RDC/ SOCIÉTÉ : Air Congo : les raisons qui permettent à la compagnie de desservir Bruxelles malgré les restrictions européennes
Le lancement de la liaison directe Kinshasa–Bruxelles par Air Congo, le 1er juillet 2026, marque une étape historique pour la compagnie nationale. Cependant, de nombreux Congolais s’interrogent : comment Air Congo peut-elle voler vers l’Europe alors que les compagnies aériennes certifiées en République démocratique du Congo figurent toujours sur la liste des transporteurs interdits d’exploitation dans l’Union européenne ?
L’explication repose sur un dispositif appelé ACMI, également connu sous le nom de wet lease.
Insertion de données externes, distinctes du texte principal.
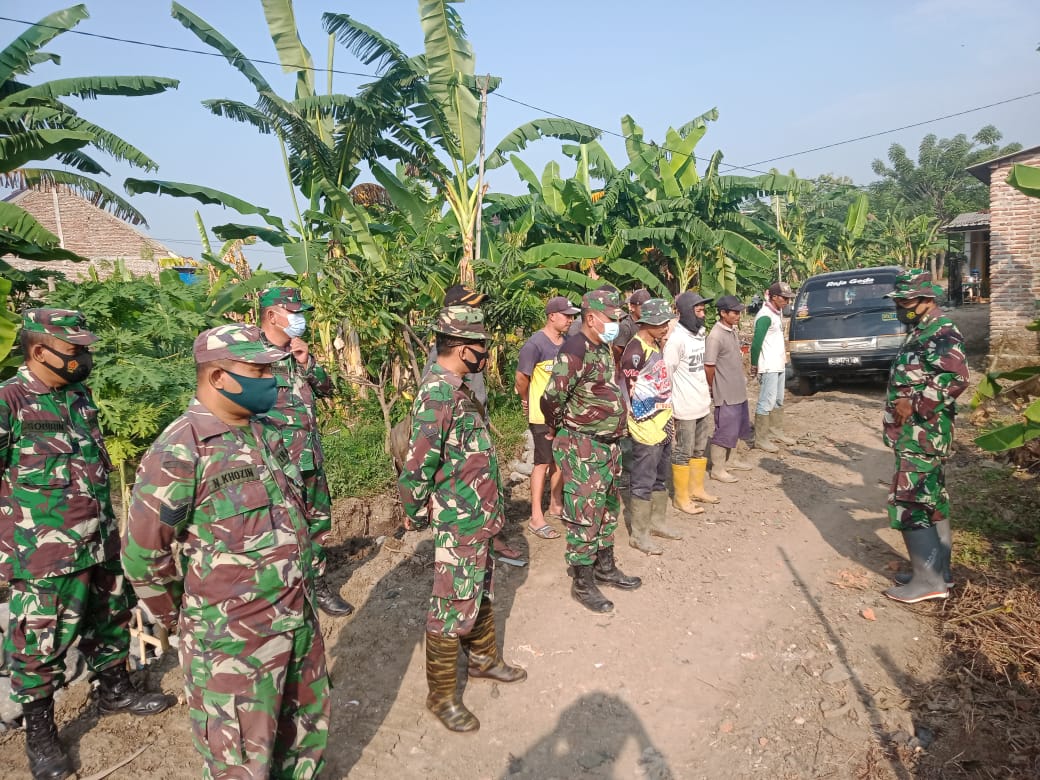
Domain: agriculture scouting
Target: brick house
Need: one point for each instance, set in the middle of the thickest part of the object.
(88, 231)
(1014, 261)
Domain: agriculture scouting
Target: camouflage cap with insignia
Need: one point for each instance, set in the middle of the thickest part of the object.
(604, 301)
(462, 321)
(234, 341)
(67, 325)
(914, 283)
(655, 311)
(290, 297)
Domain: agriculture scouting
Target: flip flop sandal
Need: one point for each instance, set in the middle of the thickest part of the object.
(546, 531)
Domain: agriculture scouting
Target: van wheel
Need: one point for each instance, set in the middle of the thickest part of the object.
(804, 386)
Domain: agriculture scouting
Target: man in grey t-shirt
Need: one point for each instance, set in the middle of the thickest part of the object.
(724, 369)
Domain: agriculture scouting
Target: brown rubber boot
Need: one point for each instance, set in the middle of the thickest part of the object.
(482, 648)
(443, 701)
(681, 501)
(698, 470)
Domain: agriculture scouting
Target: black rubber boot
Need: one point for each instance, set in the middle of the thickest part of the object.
(606, 571)
(330, 602)
(586, 592)
(47, 758)
(928, 559)
(117, 694)
(482, 649)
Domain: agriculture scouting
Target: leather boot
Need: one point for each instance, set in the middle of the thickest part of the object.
(698, 469)
(762, 434)
(658, 517)
(47, 758)
(442, 671)
(719, 471)
(928, 557)
(777, 430)
(330, 602)
(606, 571)
(117, 694)
(586, 592)
(482, 649)
(640, 511)
(681, 501)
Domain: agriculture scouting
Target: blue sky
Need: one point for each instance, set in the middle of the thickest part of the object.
(784, 77)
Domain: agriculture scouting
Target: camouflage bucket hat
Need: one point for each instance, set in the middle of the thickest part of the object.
(290, 297)
(655, 311)
(61, 323)
(239, 342)
(914, 284)
(462, 321)
(604, 301)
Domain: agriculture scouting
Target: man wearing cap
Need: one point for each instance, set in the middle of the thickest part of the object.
(450, 482)
(769, 360)
(585, 410)
(927, 378)
(724, 370)
(534, 367)
(691, 404)
(59, 544)
(219, 484)
(648, 393)
(301, 381)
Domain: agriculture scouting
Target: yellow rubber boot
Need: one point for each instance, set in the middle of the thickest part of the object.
(698, 468)
(680, 479)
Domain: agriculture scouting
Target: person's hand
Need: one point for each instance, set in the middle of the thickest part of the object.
(904, 408)
(300, 351)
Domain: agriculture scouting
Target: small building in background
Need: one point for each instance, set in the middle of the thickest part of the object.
(1014, 261)
(93, 233)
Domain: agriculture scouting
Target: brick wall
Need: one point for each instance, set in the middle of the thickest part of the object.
(1014, 245)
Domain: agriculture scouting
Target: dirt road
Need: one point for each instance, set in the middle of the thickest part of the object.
(746, 653)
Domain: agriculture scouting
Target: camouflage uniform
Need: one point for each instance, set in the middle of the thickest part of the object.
(585, 406)
(450, 481)
(931, 371)
(241, 597)
(58, 540)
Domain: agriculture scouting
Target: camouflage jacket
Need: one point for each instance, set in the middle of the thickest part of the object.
(931, 371)
(583, 393)
(55, 511)
(233, 499)
(294, 414)
(450, 476)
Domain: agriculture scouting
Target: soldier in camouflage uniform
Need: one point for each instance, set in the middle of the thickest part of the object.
(219, 483)
(585, 409)
(58, 541)
(301, 380)
(928, 375)
(450, 481)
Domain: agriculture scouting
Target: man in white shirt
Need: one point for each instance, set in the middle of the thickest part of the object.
(691, 404)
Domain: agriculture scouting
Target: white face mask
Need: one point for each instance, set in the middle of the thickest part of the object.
(297, 323)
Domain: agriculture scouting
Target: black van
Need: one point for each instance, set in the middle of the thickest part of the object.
(843, 326)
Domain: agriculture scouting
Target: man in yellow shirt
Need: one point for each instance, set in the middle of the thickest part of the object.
(648, 395)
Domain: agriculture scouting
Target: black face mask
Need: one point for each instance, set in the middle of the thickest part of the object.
(477, 365)
(74, 367)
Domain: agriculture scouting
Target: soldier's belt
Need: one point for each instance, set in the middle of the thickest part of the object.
(601, 438)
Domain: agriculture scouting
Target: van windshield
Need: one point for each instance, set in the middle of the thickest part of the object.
(845, 296)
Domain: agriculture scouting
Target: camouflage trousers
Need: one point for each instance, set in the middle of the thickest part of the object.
(463, 576)
(49, 614)
(259, 705)
(917, 496)
(319, 521)
(590, 470)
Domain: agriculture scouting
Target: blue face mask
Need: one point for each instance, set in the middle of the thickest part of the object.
(297, 323)
(258, 393)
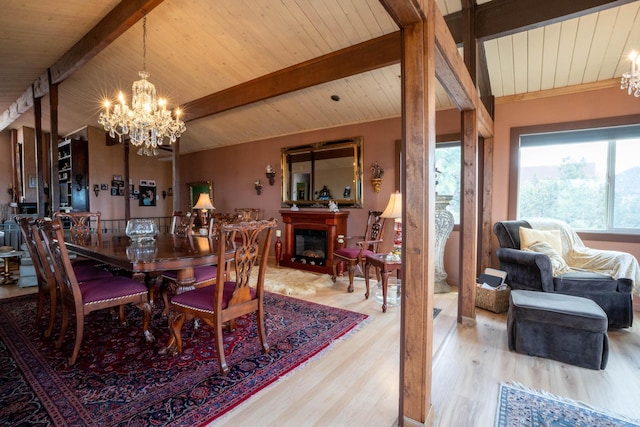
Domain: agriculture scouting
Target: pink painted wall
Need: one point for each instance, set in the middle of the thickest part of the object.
(234, 170)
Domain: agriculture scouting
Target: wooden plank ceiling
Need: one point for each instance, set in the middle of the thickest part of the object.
(197, 47)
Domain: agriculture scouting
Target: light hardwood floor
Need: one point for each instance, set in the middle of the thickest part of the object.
(355, 382)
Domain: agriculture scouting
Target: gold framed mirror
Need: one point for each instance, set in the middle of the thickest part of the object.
(316, 174)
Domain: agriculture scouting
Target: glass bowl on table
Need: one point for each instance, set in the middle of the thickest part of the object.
(140, 229)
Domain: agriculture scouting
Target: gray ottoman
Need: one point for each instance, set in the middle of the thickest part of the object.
(562, 327)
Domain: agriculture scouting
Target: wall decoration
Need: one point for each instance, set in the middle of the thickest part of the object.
(147, 196)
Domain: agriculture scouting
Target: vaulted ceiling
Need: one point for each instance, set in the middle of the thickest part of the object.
(223, 60)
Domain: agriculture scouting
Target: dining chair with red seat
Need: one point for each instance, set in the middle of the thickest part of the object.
(205, 275)
(107, 292)
(355, 256)
(229, 298)
(44, 273)
(81, 226)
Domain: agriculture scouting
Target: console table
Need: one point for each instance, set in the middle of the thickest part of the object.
(331, 223)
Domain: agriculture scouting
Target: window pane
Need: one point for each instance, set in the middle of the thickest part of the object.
(448, 180)
(627, 191)
(566, 182)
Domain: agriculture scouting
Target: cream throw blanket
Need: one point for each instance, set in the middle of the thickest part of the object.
(579, 257)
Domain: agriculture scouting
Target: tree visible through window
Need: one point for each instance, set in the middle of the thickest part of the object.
(588, 178)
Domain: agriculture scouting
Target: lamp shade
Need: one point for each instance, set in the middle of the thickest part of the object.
(394, 207)
(204, 202)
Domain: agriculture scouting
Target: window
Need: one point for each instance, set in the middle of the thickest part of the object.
(586, 177)
(448, 155)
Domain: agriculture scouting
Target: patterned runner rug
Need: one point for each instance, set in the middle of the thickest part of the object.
(523, 407)
(119, 379)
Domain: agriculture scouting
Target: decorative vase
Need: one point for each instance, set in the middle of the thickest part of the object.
(278, 250)
(444, 226)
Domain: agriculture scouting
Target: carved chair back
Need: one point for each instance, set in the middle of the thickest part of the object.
(82, 224)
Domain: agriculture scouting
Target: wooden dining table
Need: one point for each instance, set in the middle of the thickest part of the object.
(165, 252)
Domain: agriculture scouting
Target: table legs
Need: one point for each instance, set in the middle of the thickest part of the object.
(385, 283)
(7, 279)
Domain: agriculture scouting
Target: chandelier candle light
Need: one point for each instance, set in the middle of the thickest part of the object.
(147, 122)
(631, 79)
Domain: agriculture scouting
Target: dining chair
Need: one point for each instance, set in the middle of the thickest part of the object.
(205, 275)
(355, 256)
(44, 273)
(229, 298)
(96, 294)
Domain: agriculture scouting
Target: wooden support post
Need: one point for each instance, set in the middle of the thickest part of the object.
(418, 186)
(468, 217)
(54, 185)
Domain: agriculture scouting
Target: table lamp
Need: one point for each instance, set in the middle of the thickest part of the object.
(204, 204)
(394, 210)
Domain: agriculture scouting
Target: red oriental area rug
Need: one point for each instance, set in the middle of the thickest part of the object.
(119, 379)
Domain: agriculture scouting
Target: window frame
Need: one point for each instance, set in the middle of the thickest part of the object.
(514, 165)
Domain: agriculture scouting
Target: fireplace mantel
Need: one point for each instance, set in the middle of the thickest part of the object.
(334, 223)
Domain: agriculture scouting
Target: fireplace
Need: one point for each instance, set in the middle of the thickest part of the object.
(310, 237)
(310, 246)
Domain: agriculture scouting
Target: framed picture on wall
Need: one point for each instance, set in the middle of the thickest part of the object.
(147, 196)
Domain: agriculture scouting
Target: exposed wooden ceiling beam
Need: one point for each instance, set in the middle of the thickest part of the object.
(499, 18)
(403, 12)
(115, 23)
(366, 56)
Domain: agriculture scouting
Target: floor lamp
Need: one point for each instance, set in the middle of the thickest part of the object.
(204, 204)
(394, 210)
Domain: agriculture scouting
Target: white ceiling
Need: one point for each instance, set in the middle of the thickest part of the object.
(199, 47)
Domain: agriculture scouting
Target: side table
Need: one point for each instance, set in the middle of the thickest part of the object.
(7, 279)
(386, 267)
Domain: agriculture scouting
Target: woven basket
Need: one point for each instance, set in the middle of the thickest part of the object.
(496, 301)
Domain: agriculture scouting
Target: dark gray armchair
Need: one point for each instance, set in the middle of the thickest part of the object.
(532, 271)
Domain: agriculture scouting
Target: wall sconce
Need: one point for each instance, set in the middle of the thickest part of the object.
(376, 176)
(79, 179)
(271, 175)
Il s’agit d’un contrat de location dans lequel une compagnie aérienne met à disposition un avion, son équipage, la maintenance ainsi que l’assurance. Cette formule permet à une autre compagnie de commercialiser des vols tout en bénéficiant des certifications et des standards de sécurité de son partenaire.
Dans le cas d’Air Congo, c’est Ethiopian Airlines, actionnaire à 49 % de la compagnie, qui fournit un Boeing 787-8 Dreamliner, l’équipage technique, la maintenance et l’assurance. L’État congolais reste l’actionnaire majoritaire avec 51 % des parts.
Concrètement, les billets sont vendus sous la marque Air Congo, mais les vols sont exploités par Ethiopian Airlines dans le cadre d’un contrat de leasing conforme à la réglementation internationale. Cette configuration permet à la compagnie d’assurer la liaison entre Kinshasa et Bruxelles malgré le maintien de la RDC sur la liste européenne des transporteurs soumis à une interdiction d’exploitation.
À bord, l’identité congolaise demeure bien présente. Des membres du personnel de cabine congolais sont déployés sur certains vols et les passagers bénéficient notamment d’annonces en lingala, renforçant ainsi l’image nationale de la compagnie.
Ce modèle est loin d’être inédit. Plusieurs compagnies africaines ont déjà eu recours au wet lease pour développer ou maintenir leurs liaisons internationales en attendant d’améliorer leur conformité aux exigences internationales en matière de sécurité aérienne.
Pour Air Congo, cette première liaison vers Bruxelles constitue une avancée majeure. Le prochain défi sera toutefois de renforcer durablement ses capacités techniques, ses standards de sécurité et son système de supervision afin que ses propres appareils puissent, à terme, desservir l’Europe sous certificat congolais.